Candidates for president have plans to get more people health insurance. Some would compel us to buy it; others would use the tax code to encourage that. Regardless, insurance is the magic that will solve our health-care problems.
But contrary to conventional wisdom, it’s not those without health insurance who are the problem, but rather those with it. They make medical care more expensive for everyone.
We’d each be better off if we paid all but the biggest medical bills out of pocket and saved insurance for catastrophic events. Truly needy people would rely on charity, not government, because once government gets involved, unintended bad consequences abound.
If people paid their own bills, they would likely buy high-deductible insurance (roughly $1,000 for individuals, $2,100 for families) because on average, the premium is $1,300 cheaper. But people are so conditioned to expect others to pay their medical bills that they hate high deductibles: They feel ripped off if they must pay a thousand dollars before the insurance company starts paying.
But high deductibles may be the key to lowering costs and putting you in charge of your health care.
Five years ago, the Whole Foods grocery chain switched to a high-deductible plan. If an employee has a sore throat or a sprained ankle, he pays. But if he gets cancer or heart disease, his insurance covers it.
Whole Foods puts around $1,500 a year into an account for
each employee. It’s not charity but part of the employee’s compensation. It’s
money Whole Foods would have otherwise spent on more-expensive insurance.
It’s called a health savings account, or HSA.
CEO John Mackey told me that when he went to the new system, “Our costs went way down.”
Yet today, some workers have $8,000 in their accounts.
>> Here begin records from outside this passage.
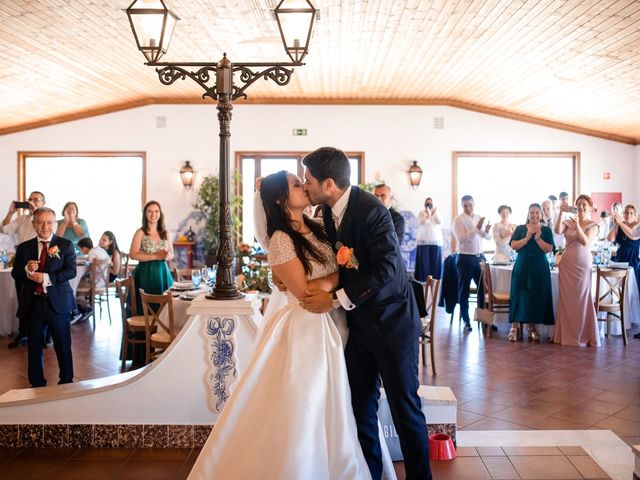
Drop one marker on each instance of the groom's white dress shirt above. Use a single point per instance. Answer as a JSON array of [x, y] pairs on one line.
[[337, 212]]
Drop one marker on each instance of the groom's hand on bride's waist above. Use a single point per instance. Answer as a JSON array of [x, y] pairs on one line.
[[317, 301]]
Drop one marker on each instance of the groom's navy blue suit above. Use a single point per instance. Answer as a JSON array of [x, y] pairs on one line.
[[52, 309], [384, 328]]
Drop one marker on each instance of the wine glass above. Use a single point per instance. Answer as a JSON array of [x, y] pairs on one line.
[[196, 278]]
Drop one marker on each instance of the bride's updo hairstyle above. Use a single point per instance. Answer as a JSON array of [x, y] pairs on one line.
[[274, 191]]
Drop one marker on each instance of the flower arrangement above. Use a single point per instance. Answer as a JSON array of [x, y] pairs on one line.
[[254, 268]]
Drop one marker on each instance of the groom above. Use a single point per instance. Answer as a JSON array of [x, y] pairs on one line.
[[382, 314]]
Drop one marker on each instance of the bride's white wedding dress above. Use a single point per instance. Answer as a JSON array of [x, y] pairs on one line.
[[290, 415]]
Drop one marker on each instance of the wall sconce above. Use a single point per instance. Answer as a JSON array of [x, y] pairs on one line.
[[187, 174], [415, 174]]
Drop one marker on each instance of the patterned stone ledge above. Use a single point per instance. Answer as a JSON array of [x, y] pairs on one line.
[[124, 436]]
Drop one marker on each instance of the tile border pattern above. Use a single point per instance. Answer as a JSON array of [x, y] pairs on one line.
[[125, 436]]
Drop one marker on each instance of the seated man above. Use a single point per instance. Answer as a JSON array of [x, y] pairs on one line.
[[85, 245]]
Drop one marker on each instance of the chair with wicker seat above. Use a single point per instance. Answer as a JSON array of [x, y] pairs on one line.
[[159, 332], [427, 336], [494, 302], [97, 294], [610, 287], [131, 324]]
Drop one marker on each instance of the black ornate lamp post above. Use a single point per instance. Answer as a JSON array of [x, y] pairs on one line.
[[153, 23]]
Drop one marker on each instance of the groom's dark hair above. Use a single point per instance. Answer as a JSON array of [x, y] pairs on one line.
[[329, 162], [274, 192]]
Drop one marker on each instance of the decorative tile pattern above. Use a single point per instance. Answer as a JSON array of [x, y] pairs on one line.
[[155, 436], [81, 436], [180, 436], [30, 436], [105, 436], [56, 436], [130, 436]]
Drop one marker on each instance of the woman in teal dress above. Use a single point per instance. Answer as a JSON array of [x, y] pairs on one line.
[[152, 248], [530, 298]]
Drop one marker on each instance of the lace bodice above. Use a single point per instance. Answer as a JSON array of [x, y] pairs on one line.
[[148, 246], [281, 250]]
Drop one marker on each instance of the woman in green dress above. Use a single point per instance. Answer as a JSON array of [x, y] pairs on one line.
[[152, 248], [530, 298]]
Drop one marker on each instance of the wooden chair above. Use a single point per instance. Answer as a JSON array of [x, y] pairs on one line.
[[610, 288], [130, 324], [493, 302], [427, 336], [97, 295], [158, 332]]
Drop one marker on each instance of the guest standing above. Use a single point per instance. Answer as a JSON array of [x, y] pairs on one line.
[[502, 232], [469, 230], [21, 229], [626, 234], [429, 240], [530, 300], [45, 265], [152, 247], [109, 243], [576, 321], [383, 192], [71, 226]]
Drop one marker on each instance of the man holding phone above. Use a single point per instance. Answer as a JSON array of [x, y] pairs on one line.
[[21, 229]]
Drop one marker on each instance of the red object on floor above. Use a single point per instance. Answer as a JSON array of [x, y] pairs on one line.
[[441, 447]]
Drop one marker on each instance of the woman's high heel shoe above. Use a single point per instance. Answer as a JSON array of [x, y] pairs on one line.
[[513, 334], [534, 336]]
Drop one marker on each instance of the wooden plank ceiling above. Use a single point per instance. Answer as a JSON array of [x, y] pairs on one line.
[[573, 64]]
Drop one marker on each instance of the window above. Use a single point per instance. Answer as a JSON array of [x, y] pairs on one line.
[[516, 179], [109, 187], [252, 165]]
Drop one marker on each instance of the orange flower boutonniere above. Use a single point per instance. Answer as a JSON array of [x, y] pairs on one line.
[[345, 257]]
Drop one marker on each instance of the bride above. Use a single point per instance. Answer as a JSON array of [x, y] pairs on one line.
[[290, 415]]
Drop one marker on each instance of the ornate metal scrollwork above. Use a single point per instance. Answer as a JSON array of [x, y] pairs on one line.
[[247, 77], [202, 77]]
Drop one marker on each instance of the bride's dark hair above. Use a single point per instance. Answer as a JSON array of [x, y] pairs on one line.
[[274, 192]]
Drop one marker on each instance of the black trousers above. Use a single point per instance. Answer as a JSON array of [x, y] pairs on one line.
[[468, 267], [42, 316], [399, 371]]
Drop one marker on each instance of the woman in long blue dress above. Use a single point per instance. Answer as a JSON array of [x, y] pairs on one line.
[[530, 298], [626, 234], [152, 248]]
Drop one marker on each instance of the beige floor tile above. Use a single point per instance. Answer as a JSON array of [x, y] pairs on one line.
[[588, 467], [500, 468], [545, 468], [460, 468]]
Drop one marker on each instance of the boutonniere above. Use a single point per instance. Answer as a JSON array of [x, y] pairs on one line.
[[345, 257], [54, 251]]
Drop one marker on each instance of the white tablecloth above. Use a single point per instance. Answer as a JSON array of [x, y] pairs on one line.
[[9, 299], [501, 283]]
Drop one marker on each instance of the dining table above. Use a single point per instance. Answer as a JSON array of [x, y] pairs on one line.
[[501, 283], [9, 298]]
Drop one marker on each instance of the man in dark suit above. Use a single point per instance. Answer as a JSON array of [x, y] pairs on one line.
[[382, 315], [383, 192], [44, 265]]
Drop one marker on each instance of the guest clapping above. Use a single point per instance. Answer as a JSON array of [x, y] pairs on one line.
[[530, 300], [109, 243], [71, 226], [429, 239], [502, 232], [152, 247], [576, 321]]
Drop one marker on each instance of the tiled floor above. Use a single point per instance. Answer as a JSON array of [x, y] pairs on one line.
[[499, 385]]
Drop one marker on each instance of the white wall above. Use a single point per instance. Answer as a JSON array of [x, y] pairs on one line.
[[390, 136]]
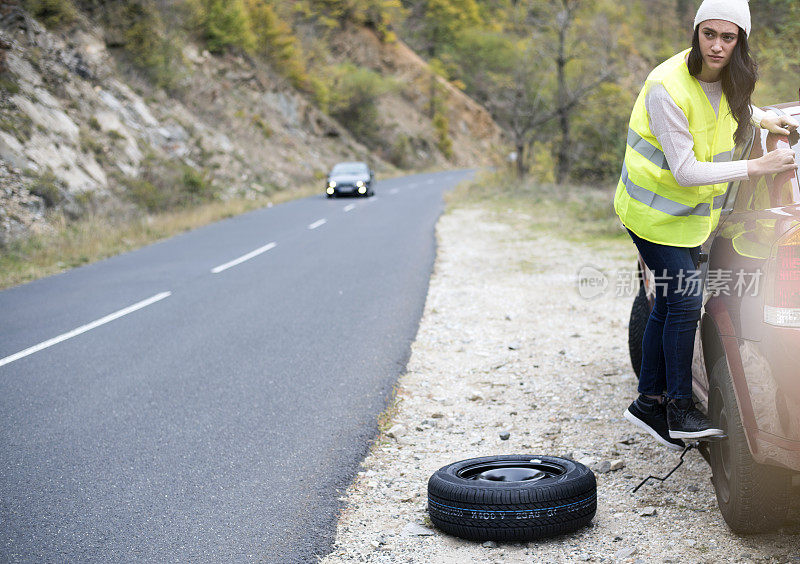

“That’s their money,” Mackey said. “It builds up over time because the money is compounding for them.”
It will cover all sorts of future out-of-pocket expenses.
Most important, since employees control the money, their behavior changed. Whole Foods workers started asking “how much things cost,” Mackey said. “They may not want to go to the emergency room if they wake up with a hangnail in the middle of the night. They may schedule an appointment now.”
There was no need to ask about costs before because the insurance company seemed to pick up the tab. But that drove up costs for everyone. Now, saving money makes sense to employees because the money belongs to them.
HSA critics ask whether individual accounts will encourage people to save money at the expense of their health.
Mackey has the right response. “The premise in those kinds of questions is that people are stupid. They’re not smart enough to make these decisions for themselves. It’s sort of an elitist attitude. The individual is the best judge of what’s right for the individual.”
And apparently, most individuals are making smart choices.
Harvard Business School professor Regina Herzlinger says studies show that “people who have these high-deductible health-insurance policies take a lot better care of themselves. They have more yearly physicals. Because they’re saying, ‘If I keep myself healthy, in the long run, I’m going to be spending less money.’”
The critics also argue that spending on health care is too complicated and important for individuals to control.
Mackey isn’t buying it. “Should we allow people to make decisions about whether they have children or not? I mean, that’s a pretty important responsibility!”
I pointed out that most people know nothing about complex cancer treatments.
“I don’t know anything about cars,” he said. “But if I buy a Toyota or an Audi or a Lexus, I know I’m going to get a pretty good automobile because competition ensures that it will be that way.”
It does. And competition will do the same in medical care. All we need to do is put the individual in charge of his own money.